A man named Warren Trepp surfaced in the Wall Street Journal a few weeks ago, you may recall. The paper had investigated the Nevada defense contractor for his shady dealings with then-Rep. Jim Gibbons (R-NV).

Today's Las Vegas Sun puts Trepp's current flap in perspective. Apparently, the man has a history of attaching himself, Zelig-like, to no fewer than four disparate scandals in the past two decades:

Perhaps Warren Trepp is always just at the wrong place at the wrong time, a victim of terrible and perpetual coincidence.

By his early 30s, he was chief trader for the notorious 1980s junk bond trader Michael Milken.

Then a friend helped him sell a bundle of stock in a collectibles business in 2002, and he wound up selling it to Tom Noe, a Republican bigwig in Ohio recently convicted on multiple counts of fraud and larceny and laundering money to the Bush/Cheney re-election campaign.

Trepp formed the software company eTreppid Technologies that later sought national security contracts with the government.
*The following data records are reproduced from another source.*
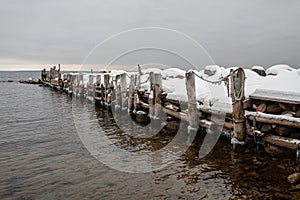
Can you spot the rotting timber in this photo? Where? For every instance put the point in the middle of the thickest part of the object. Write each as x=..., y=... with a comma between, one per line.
x=269, y=116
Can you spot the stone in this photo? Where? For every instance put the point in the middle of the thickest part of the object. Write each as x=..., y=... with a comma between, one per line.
x=294, y=178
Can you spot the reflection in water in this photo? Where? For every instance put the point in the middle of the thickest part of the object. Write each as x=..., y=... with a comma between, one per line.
x=42, y=157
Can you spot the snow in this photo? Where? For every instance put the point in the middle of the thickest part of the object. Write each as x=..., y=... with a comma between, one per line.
x=257, y=68
x=270, y=116
x=276, y=69
x=283, y=78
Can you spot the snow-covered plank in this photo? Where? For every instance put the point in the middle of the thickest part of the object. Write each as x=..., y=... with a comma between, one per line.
x=279, y=96
x=274, y=119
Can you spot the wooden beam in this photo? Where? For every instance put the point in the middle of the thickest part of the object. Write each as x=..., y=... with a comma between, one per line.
x=274, y=119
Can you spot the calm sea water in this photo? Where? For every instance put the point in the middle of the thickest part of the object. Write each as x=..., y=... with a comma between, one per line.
x=42, y=157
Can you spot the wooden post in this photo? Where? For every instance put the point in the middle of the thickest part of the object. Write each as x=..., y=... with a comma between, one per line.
x=90, y=86
x=81, y=86
x=131, y=93
x=157, y=92
x=138, y=78
x=117, y=93
x=238, y=95
x=151, y=96
x=123, y=91
x=106, y=85
x=193, y=117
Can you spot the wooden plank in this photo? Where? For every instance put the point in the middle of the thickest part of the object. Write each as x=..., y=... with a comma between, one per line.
x=274, y=119
x=277, y=140
x=283, y=141
x=277, y=96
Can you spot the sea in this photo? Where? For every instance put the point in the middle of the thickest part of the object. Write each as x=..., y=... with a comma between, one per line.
x=43, y=155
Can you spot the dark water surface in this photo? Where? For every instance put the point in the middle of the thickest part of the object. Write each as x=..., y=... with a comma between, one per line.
x=42, y=157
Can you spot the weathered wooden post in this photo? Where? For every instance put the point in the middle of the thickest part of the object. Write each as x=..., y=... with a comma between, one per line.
x=131, y=93
x=123, y=91
x=90, y=88
x=117, y=93
x=192, y=106
x=81, y=85
x=107, y=88
x=151, y=95
x=157, y=92
x=237, y=78
x=96, y=88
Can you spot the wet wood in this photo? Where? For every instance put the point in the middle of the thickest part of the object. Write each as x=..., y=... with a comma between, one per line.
x=276, y=96
x=238, y=96
x=274, y=119
x=192, y=103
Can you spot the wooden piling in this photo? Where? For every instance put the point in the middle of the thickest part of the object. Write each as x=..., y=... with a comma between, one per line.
x=157, y=92
x=192, y=106
x=131, y=93
x=123, y=91
x=238, y=95
x=151, y=95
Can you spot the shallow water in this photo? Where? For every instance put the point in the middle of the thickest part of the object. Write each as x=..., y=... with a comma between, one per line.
x=43, y=157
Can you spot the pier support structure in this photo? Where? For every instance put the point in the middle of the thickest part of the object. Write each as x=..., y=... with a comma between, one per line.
x=237, y=78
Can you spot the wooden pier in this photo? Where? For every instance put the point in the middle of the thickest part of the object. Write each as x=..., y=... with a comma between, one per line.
x=271, y=116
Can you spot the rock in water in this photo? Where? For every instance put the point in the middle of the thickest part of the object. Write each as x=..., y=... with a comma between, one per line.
x=294, y=178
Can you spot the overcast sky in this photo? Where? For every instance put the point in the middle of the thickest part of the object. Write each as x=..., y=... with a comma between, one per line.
x=38, y=33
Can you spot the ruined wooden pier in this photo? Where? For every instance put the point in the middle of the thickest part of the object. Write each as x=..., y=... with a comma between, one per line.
x=271, y=116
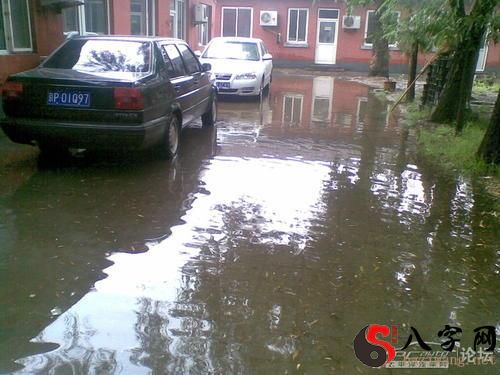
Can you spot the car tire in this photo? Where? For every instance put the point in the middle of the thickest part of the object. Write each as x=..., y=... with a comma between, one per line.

A woman, Letitia White, who did lobbying work for the firm is said to be under investigation in connection with the widening federal bribery probe following the conviction of a former congressman.

Finally, his friendship with Nevada Gov.-elect Jim Gibbons landed him on the front page of The Wall Street Journal in an examination of contracts that eTreppid received with help from Gibbons, the Republican congressman from Reno.